Money isn’t everything. Here are some things to consider.
 
  1.  It can be difficult to make equity partner in a large firm in major city.

    If you are a fifth year associate, you need to be thinking long-term, and partnership potential is key. An attorney who is becoming more senior needs to think about ability to cultivate business, and seek opportunities that will allow that to happen. If a firm is looking at you as a future partner, that can be worth more than a higher salary. This is because once you become an equity partner, you will be able to cultivate your own client base, and that will make you worth much more in the long run. You may not get this opportunity as a junior partner at a large firm, where institutional clients are closely guarded. And while you might make a higher salary as a partner with no business at a large firm, you are never recession-proof unless you have your own clients. I saw many “service“ partners (those who serviced other people’s clients their entire career) laid off during the downturn, and they were unmarketable. Only those who had their own business were left standing.
     
  2. Your quality of life and work may improve in a smaller firm, and in a smaller city.

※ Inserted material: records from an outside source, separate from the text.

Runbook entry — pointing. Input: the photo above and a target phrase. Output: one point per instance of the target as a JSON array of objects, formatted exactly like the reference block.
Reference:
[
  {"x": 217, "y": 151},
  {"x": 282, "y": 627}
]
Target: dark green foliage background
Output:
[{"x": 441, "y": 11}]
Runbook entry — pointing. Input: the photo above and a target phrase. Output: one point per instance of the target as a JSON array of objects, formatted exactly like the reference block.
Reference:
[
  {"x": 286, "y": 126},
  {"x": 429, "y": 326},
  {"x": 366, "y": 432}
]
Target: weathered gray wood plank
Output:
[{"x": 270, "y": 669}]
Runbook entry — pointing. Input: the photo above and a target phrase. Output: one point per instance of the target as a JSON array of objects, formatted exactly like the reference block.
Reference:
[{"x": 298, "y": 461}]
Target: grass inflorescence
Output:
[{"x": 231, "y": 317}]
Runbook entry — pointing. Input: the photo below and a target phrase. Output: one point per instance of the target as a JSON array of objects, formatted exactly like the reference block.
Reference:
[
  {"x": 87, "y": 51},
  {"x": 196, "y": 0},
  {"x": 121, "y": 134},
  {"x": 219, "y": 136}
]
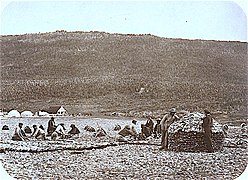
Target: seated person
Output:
[
  {"x": 34, "y": 130},
  {"x": 74, "y": 130},
  {"x": 40, "y": 133},
  {"x": 128, "y": 131},
  {"x": 19, "y": 134},
  {"x": 59, "y": 132}
]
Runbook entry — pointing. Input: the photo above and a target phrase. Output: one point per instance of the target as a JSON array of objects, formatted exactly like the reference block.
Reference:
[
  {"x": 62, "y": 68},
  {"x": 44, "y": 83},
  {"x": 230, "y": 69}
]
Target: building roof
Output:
[{"x": 53, "y": 109}]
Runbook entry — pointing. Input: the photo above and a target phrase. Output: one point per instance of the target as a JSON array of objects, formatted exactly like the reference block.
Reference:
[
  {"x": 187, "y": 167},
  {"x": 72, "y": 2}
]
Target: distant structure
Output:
[
  {"x": 56, "y": 111},
  {"x": 26, "y": 114},
  {"x": 14, "y": 113},
  {"x": 142, "y": 90}
]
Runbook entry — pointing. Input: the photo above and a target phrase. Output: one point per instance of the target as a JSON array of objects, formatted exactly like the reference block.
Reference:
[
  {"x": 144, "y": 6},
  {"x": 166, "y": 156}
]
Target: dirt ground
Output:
[{"x": 63, "y": 160}]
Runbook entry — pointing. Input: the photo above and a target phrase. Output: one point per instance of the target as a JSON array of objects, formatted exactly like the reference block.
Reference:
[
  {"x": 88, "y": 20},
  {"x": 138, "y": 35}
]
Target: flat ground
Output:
[{"x": 124, "y": 161}]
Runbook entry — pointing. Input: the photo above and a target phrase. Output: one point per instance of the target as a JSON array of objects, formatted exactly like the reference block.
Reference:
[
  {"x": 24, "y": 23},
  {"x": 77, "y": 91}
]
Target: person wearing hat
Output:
[
  {"x": 166, "y": 121},
  {"x": 19, "y": 134},
  {"x": 207, "y": 128},
  {"x": 74, "y": 130},
  {"x": 59, "y": 132},
  {"x": 51, "y": 126},
  {"x": 157, "y": 128}
]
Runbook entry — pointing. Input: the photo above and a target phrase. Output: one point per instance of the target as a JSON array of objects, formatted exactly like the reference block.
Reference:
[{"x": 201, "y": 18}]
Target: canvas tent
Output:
[
  {"x": 57, "y": 110},
  {"x": 26, "y": 114},
  {"x": 14, "y": 113},
  {"x": 43, "y": 113}
]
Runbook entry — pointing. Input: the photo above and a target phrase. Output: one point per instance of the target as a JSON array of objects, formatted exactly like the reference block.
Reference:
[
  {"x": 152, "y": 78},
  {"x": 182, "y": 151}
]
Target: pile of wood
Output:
[{"x": 187, "y": 135}]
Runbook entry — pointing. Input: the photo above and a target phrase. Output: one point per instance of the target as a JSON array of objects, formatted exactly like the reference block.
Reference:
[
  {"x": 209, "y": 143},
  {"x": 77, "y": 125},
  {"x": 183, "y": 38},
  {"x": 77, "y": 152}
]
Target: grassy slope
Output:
[{"x": 97, "y": 71}]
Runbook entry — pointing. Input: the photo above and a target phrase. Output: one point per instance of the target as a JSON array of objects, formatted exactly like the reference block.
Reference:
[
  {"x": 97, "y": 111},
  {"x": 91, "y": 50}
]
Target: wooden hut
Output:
[{"x": 187, "y": 134}]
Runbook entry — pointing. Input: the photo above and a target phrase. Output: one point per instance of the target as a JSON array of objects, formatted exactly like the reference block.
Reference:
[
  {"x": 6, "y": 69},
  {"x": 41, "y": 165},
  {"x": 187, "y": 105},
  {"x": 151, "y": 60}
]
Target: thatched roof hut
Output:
[{"x": 187, "y": 135}]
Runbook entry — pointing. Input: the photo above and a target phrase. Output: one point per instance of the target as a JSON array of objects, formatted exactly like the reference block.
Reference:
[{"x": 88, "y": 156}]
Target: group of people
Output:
[
  {"x": 54, "y": 131},
  {"x": 147, "y": 129}
]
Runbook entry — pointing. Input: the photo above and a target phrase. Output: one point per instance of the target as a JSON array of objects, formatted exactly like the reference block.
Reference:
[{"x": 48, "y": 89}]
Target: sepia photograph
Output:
[{"x": 130, "y": 90}]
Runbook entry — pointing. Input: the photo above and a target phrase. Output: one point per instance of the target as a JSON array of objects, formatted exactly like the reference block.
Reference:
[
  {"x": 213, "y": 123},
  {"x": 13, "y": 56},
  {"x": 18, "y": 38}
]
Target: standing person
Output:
[
  {"x": 40, "y": 133},
  {"x": 34, "y": 130},
  {"x": 51, "y": 126},
  {"x": 59, "y": 132},
  {"x": 167, "y": 120},
  {"x": 157, "y": 128},
  {"x": 19, "y": 134},
  {"x": 74, "y": 130},
  {"x": 207, "y": 127},
  {"x": 149, "y": 123}
]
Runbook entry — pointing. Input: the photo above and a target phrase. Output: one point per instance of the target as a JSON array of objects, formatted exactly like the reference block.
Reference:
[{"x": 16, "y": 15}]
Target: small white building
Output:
[
  {"x": 26, "y": 114},
  {"x": 14, "y": 113},
  {"x": 57, "y": 111}
]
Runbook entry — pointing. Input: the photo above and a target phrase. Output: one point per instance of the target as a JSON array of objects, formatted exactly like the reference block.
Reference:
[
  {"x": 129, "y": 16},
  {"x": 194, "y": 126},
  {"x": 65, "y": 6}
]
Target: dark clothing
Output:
[
  {"x": 74, "y": 130},
  {"x": 146, "y": 131},
  {"x": 51, "y": 127},
  {"x": 167, "y": 120},
  {"x": 207, "y": 127},
  {"x": 157, "y": 129},
  {"x": 150, "y": 124}
]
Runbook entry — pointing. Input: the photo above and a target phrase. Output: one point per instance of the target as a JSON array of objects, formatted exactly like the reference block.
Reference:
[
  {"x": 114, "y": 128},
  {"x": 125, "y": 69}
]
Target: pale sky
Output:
[{"x": 212, "y": 20}]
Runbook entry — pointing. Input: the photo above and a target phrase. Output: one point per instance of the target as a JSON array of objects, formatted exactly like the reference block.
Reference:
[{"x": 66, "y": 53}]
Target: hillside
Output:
[{"x": 96, "y": 71}]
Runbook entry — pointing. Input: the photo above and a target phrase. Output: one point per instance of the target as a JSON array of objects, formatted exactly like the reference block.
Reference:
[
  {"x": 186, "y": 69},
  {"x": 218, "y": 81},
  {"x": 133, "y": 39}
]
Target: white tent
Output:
[
  {"x": 43, "y": 113},
  {"x": 61, "y": 111},
  {"x": 26, "y": 113},
  {"x": 14, "y": 113}
]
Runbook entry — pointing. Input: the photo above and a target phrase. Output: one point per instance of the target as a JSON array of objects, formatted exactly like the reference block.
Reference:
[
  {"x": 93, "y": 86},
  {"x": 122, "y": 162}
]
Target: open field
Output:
[
  {"x": 117, "y": 160},
  {"x": 102, "y": 72}
]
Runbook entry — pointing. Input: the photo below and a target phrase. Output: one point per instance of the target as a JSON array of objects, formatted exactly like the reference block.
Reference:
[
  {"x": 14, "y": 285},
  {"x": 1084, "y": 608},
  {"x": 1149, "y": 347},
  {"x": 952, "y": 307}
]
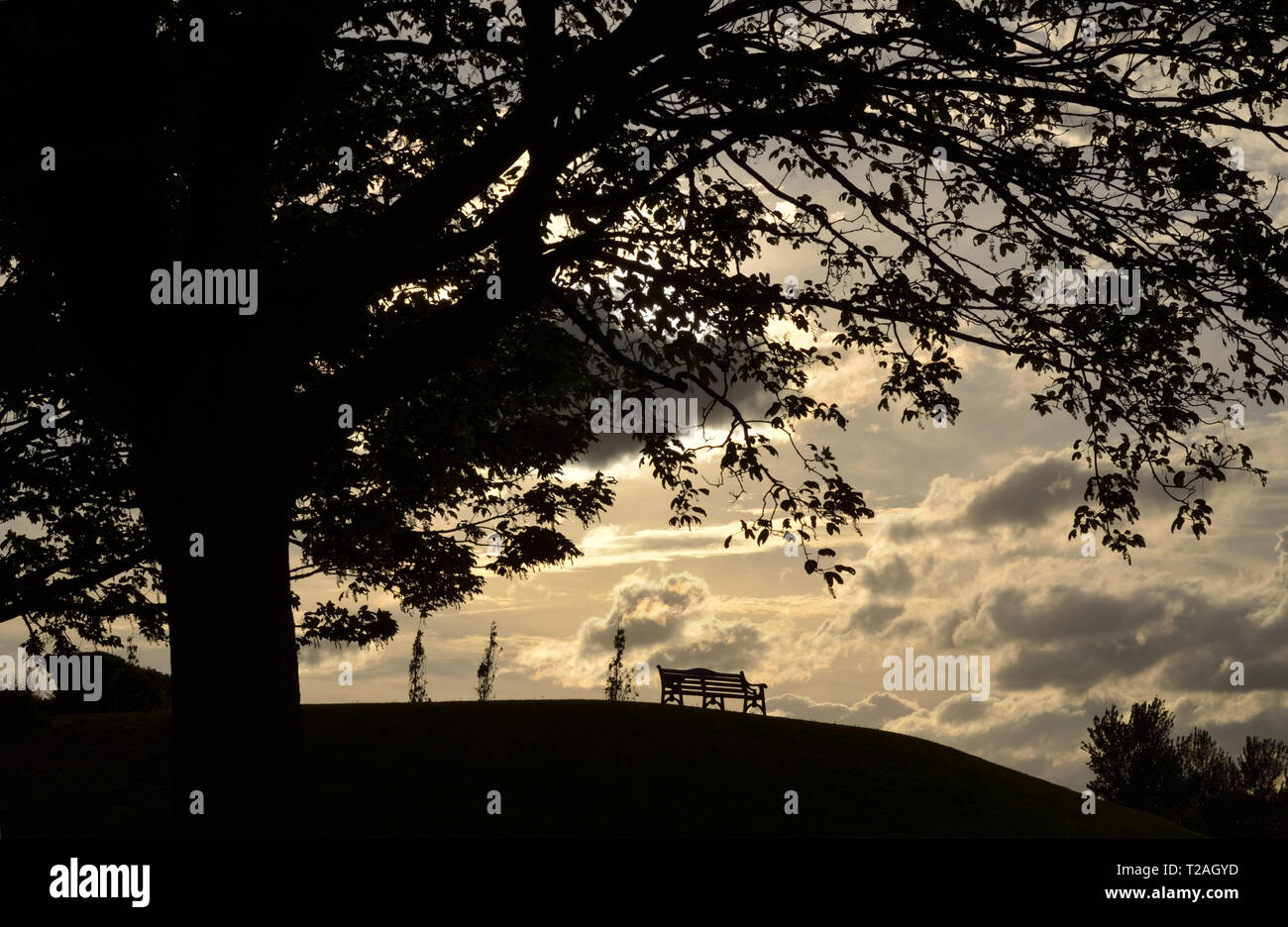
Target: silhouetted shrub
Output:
[{"x": 124, "y": 687}]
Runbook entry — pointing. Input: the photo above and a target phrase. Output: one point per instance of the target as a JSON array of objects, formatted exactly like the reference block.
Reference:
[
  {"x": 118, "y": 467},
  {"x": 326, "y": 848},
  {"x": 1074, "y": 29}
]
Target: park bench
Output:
[{"x": 713, "y": 687}]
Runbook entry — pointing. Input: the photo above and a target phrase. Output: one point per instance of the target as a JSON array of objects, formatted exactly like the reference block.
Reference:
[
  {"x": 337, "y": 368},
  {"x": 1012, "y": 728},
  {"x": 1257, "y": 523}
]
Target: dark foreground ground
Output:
[{"x": 563, "y": 768}]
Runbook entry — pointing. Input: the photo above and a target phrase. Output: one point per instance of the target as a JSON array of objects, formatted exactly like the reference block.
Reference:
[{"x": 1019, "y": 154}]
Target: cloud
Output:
[
  {"x": 874, "y": 617},
  {"x": 674, "y": 622},
  {"x": 887, "y": 578},
  {"x": 1024, "y": 494}
]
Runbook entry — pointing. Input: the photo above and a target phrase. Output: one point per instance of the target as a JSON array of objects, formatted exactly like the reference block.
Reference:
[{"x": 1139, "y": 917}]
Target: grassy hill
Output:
[{"x": 565, "y": 768}]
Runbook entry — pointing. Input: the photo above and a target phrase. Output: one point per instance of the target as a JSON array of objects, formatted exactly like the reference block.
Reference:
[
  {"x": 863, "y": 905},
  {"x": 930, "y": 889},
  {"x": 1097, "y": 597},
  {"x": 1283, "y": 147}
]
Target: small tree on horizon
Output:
[
  {"x": 487, "y": 669},
  {"x": 618, "y": 687},
  {"x": 1132, "y": 759},
  {"x": 417, "y": 670}
]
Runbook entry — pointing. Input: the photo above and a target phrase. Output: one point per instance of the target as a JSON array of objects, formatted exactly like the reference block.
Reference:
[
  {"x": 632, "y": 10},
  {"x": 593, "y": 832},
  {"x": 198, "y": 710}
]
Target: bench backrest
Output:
[{"x": 700, "y": 680}]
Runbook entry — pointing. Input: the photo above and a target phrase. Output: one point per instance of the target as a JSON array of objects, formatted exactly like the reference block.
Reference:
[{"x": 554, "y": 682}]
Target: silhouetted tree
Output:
[
  {"x": 619, "y": 685},
  {"x": 1190, "y": 780},
  {"x": 1133, "y": 760},
  {"x": 1209, "y": 776},
  {"x": 416, "y": 670},
  {"x": 1263, "y": 768},
  {"x": 487, "y": 669},
  {"x": 419, "y": 364}
]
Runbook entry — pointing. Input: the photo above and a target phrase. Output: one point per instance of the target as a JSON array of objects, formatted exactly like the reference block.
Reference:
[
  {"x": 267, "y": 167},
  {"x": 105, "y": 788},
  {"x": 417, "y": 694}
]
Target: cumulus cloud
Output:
[{"x": 674, "y": 622}]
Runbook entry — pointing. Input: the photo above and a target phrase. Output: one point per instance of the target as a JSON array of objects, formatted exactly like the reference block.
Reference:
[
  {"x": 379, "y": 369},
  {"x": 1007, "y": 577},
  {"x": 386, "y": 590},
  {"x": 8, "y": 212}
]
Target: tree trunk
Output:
[{"x": 232, "y": 634}]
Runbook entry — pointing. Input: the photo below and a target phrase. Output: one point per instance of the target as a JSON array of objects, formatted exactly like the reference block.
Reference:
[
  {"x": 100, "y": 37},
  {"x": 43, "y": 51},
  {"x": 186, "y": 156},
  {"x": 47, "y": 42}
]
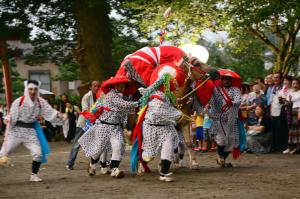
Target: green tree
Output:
[
  {"x": 59, "y": 23},
  {"x": 275, "y": 24}
]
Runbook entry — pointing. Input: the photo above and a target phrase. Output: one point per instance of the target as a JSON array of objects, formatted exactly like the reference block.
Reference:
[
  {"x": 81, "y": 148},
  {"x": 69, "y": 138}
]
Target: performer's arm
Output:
[
  {"x": 14, "y": 111},
  {"x": 48, "y": 112},
  {"x": 85, "y": 103},
  {"x": 122, "y": 104},
  {"x": 236, "y": 98}
]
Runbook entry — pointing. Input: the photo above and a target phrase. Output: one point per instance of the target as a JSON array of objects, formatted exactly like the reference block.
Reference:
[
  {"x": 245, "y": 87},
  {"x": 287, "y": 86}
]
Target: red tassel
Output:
[{"x": 236, "y": 153}]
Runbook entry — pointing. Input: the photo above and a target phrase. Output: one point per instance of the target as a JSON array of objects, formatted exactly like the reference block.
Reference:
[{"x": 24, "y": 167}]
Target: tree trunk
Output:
[{"x": 93, "y": 53}]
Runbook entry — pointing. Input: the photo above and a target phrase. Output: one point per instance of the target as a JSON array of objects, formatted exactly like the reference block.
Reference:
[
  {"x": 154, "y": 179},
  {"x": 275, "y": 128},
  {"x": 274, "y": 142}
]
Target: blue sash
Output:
[
  {"x": 43, "y": 141},
  {"x": 242, "y": 135}
]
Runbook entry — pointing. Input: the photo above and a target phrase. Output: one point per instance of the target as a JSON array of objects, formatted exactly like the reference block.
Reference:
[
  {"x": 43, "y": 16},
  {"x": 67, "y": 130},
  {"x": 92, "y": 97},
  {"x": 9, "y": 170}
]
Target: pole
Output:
[{"x": 6, "y": 74}]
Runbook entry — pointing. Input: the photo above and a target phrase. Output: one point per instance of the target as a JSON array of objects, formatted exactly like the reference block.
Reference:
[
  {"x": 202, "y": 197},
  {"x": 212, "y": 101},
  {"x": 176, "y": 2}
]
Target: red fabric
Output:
[
  {"x": 22, "y": 100},
  {"x": 146, "y": 65},
  {"x": 205, "y": 92},
  {"x": 94, "y": 116},
  {"x": 171, "y": 54},
  {"x": 108, "y": 84},
  {"x": 198, "y": 70},
  {"x": 236, "y": 79},
  {"x": 179, "y": 77}
]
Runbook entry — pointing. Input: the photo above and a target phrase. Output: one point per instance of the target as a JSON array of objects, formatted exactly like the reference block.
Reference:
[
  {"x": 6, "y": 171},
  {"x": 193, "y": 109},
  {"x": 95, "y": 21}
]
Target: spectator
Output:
[
  {"x": 259, "y": 136},
  {"x": 86, "y": 103},
  {"x": 260, "y": 82},
  {"x": 268, "y": 93},
  {"x": 208, "y": 136},
  {"x": 255, "y": 98},
  {"x": 279, "y": 131},
  {"x": 63, "y": 101},
  {"x": 2, "y": 115},
  {"x": 72, "y": 112},
  {"x": 294, "y": 130},
  {"x": 245, "y": 90}
]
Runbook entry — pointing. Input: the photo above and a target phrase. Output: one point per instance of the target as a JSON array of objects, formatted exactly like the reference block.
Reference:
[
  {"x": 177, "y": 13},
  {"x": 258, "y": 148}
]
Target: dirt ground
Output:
[{"x": 266, "y": 176}]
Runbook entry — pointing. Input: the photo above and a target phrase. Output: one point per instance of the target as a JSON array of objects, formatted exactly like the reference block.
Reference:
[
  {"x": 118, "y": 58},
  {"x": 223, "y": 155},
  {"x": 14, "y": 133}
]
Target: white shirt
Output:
[
  {"x": 86, "y": 103},
  {"x": 295, "y": 98},
  {"x": 275, "y": 105}
]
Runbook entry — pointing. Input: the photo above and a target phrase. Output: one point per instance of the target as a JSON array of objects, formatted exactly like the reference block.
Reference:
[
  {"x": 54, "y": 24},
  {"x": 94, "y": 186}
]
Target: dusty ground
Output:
[{"x": 266, "y": 176}]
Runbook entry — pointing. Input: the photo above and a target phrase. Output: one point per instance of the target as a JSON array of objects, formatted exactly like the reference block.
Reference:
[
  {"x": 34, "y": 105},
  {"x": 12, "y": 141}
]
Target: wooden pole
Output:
[{"x": 6, "y": 74}]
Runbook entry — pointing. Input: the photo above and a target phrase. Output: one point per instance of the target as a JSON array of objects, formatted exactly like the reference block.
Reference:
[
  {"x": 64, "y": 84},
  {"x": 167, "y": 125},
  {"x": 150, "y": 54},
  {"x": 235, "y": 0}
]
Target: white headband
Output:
[{"x": 31, "y": 85}]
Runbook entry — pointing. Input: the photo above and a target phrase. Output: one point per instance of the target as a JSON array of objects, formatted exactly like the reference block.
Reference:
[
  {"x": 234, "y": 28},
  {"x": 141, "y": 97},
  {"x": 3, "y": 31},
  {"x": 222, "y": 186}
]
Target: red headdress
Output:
[
  {"x": 177, "y": 75},
  {"x": 110, "y": 83}
]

    While large firms offer many wonderful benefits, a smaller firm tends to be more personally accountable to the people who work there. Small firms accept that they need to take each attorney as an individual, and deal with each personality and the needs of each attorney. They are more likely to work around your personal needs, and adapt as those needs change. Not necessarily so in larger firms, where attorneys are often expected to adapt to the firm’s culture.

    United States
    You might find that the work also improves. Going to a smaller city, you might not get the enormous multinational clients of a large firm. However, you will probably be working at a higher level, and therefore the work may be more interesting because you will have more direct responsibility over it.
     
  3. Being in a smaller city will give you opportunities to cultivate business that you may not have in a large firm in a major market.

    A smaller market means a tighter business community. You may be focused on local and regional clients, and that means getting out there and meeting the business community personally. There is much more social effort involved in smaller communities, but the relationships are also more personal than those built between large firm partners and multinational corporations, who rarely see each other. As an added bonus, because you build a close relationship with your clients, they are more likely to follow you if you ever leave your firm, making your book of business portable and very solid, and increasing your personal worth. Having your own solid clientele is really the only way to control your career as an attorney.
     
  4. If you are in a volatile practice area, a large firm may lay a senior person off during a downturn more readily than a smaller firm might. 

    Senior associates and non-equity partners are expensive. During the downturn, I saw many of them cut for this reason. After all, why would a large firm keep a 10th year attorney on when a 5th year can do the same work? By contrast, smaller firms are more likely to lay off junior people during a downturn. They tend to keep the people who can do all the work, and cut the ones who still need some training. This is a significant difference between larger and smaller firms. 

    In sum, although large firm may offer an excellent salary now, you may actually be worth more and have control over your career if you go to a smaller firm. It may seem tempting to stay in a large firm that appears to have endless work to feed you, but this is not always the best course, as the downturn proved. Opportunities to make equity partner and cultivate business can be golden ones, even if they pay far less on the front end.